Lubovac Zelmina, Gamalielsson Jonas, Olsson Björn
School of Humanities and Informatics, University of Skövde, Skövde, Sweden.
Proteins. 2006 Sep 1;64(4):948-59. doi: 10.1002/prot.21071.
Advances in large-scale technologies in proteomics, such as yeast two-hybrid screening and mass spectrometry, have made it possible to generate large Protein Interaction Networks (PINs). Recent methods for identifying dense sub-graphs in such networks have been based solely on graph theoretic properties. Therefore, there is a need for an approach that will allow us to combine domain-specific knowledge with topological properties to generate functionally relevant sub-graphs from large networks. This article describes two alternative network measures for analysis of PINs, which combine functional information with topological properties of the networks. These measures, called weighted clustering coefficient and weighted average nearest-neighbors degree, use weights representing the strengths of interactions between the proteins, calculated according to their semantic similarity, which is based on the Gene Ontology terms of the proteins. We perform a global analysis of the yeast PIN by systematically comparing the weighted measures with their topological counterparts.

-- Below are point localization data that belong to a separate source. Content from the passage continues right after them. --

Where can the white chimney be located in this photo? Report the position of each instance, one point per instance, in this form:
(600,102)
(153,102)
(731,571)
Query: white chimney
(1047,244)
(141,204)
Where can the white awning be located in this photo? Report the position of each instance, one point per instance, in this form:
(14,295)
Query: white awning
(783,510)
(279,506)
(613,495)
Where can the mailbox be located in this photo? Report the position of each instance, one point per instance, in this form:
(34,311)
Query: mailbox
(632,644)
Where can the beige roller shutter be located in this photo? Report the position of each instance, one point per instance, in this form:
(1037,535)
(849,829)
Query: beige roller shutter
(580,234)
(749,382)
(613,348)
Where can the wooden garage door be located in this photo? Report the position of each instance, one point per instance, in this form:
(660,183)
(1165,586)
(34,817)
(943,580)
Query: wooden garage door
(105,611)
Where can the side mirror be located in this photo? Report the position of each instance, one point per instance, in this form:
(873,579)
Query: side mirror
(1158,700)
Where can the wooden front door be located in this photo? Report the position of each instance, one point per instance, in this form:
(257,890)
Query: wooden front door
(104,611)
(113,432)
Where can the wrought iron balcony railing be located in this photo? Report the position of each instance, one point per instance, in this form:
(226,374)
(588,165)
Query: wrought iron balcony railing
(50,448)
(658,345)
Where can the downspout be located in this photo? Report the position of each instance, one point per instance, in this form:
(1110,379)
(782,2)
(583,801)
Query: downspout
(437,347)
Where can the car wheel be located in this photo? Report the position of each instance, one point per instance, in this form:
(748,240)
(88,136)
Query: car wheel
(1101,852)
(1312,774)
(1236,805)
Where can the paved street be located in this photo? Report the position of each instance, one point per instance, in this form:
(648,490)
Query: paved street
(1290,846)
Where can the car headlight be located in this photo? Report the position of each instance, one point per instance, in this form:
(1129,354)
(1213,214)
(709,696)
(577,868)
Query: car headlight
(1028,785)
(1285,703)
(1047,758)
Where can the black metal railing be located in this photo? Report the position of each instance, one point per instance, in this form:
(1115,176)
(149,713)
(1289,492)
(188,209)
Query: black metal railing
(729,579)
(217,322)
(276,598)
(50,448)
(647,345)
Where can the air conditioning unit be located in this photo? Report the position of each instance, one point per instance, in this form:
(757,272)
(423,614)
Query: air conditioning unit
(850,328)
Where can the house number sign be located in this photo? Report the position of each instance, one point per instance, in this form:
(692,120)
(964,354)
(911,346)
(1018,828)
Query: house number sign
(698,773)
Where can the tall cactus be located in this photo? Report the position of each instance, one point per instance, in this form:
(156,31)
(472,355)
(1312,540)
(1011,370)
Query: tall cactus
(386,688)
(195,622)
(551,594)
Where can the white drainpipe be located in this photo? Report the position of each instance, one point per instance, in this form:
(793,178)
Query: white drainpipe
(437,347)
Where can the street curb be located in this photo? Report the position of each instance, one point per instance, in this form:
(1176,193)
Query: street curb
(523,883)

To show the usefulness of the weighted measures, we develop an algorithm for identification of functional modules, called SWEMODE (Semantic WEights for MODule Elucidation), that identifies dense sub-graphs containing functionally similar proteins. The proposed method is based on the ranking of nodes, i.e., proteins, according to their weighted neighborhood cohesiveness. The highest ranked nodes are considered as seeds for candidate modules. The algorithm then iterates through the neighborhood of each seed protein, to identify densely connected proteins with high functional similarity, according to the chosen parameters. Using a yeast two-hybrid data set of experimentally determined protein-protein interactions, we demonstrate that SWEMODE is able to identify dense clusters containing proteins that are functionally similar. Many of the identified modules correspond to known complexes or subunits of these complexes.
蛋白质组学中大规模技术的进步,如酵母双杂交筛选和质谱分析,使得生成大型蛋白质相互作用网络(PINs)成为可能。最近在这类网络中识别密集子图的方法仅仅基于图论性质。因此,需要一种方法,使我们能够将特定领域的知识与拓扑性质相结合,从大型网络中生成功能相关的子图。本文描述了两种用于分析PINs的替代网络度量方法,它们将功能信息与网络的拓扑性质相结合。这些度量方法,称为加权聚类系数和加权平均最近邻度,使用根据蛋白质之间相互作用强度计算的权重,该权重根据它们的语义相似性计算,而语义相似性基于蛋白质的基因本体术语。我们通过系统地将加权度量与其拓扑对应度量进行比较,对酵母PIN进行了全局分析。为了展示加权度量的有用性,我们开发了一种用于识别功能模块的算法,称为SWEMODE(用于模块阐释的语义权重),该算法可识别包含功能相似蛋白质的密集子图。所提出的方法基于节点(即蛋白质)根据其加权邻域凝聚性的排序。排名最高的节点被视为候选模块的种子。然后,该算法遍历每个种子蛋白质的邻域,根据所选参数识别具有高功能相似性的紧密连接蛋白质。使用一个通过实验确定蛋白质 - 蛋白质相互作用的酵母双杂交数据集,我们证明SWEMODE能够识别包含功能相似蛋白质的密集簇。许多识别出的模块对应于已知的复合物或这些复合物的亚基。